There is growing evidence, say researchers in this week's PLoS Medicine, that people who experience facial flushing after drinking alcohol are at much higher risk of esophageal cancer from alcohol consumption than those who do not.
About a third of East Asians (Japanese, Chinese, and Koreans) show a characteristic physiological response to drinking alcohol that includes facial flushing, nausea, and an increased heart rate. This so-called "alcohol flushing response" is predominantly due to an inherited deficiency in an enzyme called aldehyde dehydrogenase 2 (ALDH2). Although clinicians and the East Asian public generally know about the alcohol flushing response, few are aware of the accumulating evidence that ALDH2-deficient individuals are at much higher risk of esophageal cancer (specifically squamous cell carcinoma) from alcohol consumption than individuals with fully active ALDH2.

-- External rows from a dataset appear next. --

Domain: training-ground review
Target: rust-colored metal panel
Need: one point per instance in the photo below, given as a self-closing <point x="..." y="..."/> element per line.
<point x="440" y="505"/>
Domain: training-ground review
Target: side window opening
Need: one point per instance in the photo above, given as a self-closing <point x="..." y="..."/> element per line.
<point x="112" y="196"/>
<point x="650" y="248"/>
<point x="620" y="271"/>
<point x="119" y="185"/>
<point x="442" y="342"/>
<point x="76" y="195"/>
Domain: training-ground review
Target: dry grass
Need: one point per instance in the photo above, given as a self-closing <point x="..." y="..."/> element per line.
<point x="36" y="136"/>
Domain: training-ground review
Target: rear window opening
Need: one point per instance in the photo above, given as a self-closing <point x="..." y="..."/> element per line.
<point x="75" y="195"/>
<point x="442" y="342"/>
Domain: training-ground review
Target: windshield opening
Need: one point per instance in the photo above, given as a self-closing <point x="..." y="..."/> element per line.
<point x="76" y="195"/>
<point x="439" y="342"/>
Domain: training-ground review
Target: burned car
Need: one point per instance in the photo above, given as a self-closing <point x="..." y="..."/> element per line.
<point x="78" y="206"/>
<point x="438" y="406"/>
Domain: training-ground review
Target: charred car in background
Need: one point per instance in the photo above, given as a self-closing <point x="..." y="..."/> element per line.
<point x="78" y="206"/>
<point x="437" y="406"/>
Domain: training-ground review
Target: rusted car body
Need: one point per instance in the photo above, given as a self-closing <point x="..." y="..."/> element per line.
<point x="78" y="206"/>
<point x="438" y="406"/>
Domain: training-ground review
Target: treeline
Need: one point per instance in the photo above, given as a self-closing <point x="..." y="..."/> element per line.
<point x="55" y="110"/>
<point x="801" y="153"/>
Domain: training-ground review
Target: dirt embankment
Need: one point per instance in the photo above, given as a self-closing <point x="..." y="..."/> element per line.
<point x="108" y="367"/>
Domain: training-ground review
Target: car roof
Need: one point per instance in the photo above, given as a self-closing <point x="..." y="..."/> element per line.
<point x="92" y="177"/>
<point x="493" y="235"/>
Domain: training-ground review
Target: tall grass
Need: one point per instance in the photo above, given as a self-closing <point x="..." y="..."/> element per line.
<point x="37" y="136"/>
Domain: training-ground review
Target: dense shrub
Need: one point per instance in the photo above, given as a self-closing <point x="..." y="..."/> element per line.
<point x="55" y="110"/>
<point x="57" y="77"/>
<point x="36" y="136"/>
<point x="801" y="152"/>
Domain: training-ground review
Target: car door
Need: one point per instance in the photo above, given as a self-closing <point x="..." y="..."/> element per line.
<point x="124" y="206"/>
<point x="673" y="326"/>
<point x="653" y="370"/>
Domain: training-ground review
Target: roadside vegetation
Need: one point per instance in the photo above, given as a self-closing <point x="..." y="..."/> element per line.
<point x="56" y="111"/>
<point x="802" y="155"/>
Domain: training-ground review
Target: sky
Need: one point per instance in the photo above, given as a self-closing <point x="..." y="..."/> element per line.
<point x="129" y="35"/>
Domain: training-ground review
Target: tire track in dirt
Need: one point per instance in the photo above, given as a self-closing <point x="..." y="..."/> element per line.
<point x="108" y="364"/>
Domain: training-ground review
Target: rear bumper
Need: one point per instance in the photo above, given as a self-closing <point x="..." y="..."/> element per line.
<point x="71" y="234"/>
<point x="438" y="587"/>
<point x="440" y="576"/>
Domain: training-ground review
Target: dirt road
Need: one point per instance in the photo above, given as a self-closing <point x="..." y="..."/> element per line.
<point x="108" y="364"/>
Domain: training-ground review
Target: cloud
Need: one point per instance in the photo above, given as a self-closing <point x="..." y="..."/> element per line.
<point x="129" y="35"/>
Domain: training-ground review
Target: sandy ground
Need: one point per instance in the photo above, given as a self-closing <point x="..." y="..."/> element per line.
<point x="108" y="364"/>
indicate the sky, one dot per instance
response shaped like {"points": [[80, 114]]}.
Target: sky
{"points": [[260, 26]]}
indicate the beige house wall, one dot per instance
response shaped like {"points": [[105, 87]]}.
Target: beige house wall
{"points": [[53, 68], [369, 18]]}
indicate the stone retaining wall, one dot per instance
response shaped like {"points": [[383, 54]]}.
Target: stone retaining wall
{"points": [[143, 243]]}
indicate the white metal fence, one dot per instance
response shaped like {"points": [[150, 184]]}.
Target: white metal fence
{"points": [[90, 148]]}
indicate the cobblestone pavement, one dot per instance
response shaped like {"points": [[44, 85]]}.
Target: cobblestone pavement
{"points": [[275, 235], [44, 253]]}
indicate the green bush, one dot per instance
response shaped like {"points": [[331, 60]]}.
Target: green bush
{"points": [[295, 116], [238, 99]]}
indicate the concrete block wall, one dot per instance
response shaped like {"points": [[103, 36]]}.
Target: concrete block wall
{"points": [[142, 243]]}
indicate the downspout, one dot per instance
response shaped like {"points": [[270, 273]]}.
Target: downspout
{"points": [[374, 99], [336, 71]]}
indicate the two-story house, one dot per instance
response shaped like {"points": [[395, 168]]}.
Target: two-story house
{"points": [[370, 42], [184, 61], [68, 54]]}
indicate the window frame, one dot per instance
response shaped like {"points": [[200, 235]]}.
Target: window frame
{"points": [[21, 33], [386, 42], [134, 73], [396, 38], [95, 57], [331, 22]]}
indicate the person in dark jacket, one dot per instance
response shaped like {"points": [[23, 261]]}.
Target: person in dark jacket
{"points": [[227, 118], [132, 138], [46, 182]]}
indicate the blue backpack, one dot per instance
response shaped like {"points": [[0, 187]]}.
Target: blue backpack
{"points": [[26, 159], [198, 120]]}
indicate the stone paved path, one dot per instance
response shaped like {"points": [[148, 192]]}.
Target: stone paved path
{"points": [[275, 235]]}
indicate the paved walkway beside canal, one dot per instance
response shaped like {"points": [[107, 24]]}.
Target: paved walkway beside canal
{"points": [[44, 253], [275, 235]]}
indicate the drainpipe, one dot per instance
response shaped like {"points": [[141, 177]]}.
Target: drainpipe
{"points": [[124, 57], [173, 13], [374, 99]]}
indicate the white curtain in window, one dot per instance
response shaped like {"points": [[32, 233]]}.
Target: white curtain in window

Dr Philip Brooks and colleagues from the National Institute on Alcohol Abuse and Alcoholism, National Institutes of Health, Maryland, USA, along with Dr. Akira Yokoyama from the Kurihama Alcohol Center in Japan, say that this lack of awareness is "unfortunate as esophageal cancer is one of the deadliest cancers worldwide, with five-year survival rates of 15.6% in the United States, 12.3% in Europe, and 31.6% in Japan."
"Our goal in writing this article," say the researchers, "is to inform doctors firstly that their ALDH2- deficient patients have an increased risk for esophageal cancer if they drink moderate amounts of alcohol, and secondly that the alcohol flushing response is a biomarker for ALDH2 deficiency."
Clinicians, they say, can determine ALDH2 deficiency simply by asking about previous episodes of alcohol-induced flushing.
"As a result," say Dr Brooks and colleagues, "ALDH2-deficient patients can then be counseled to reduce alcohol consumption, and high-risk patients can be assessed for endoscopic cancer screening."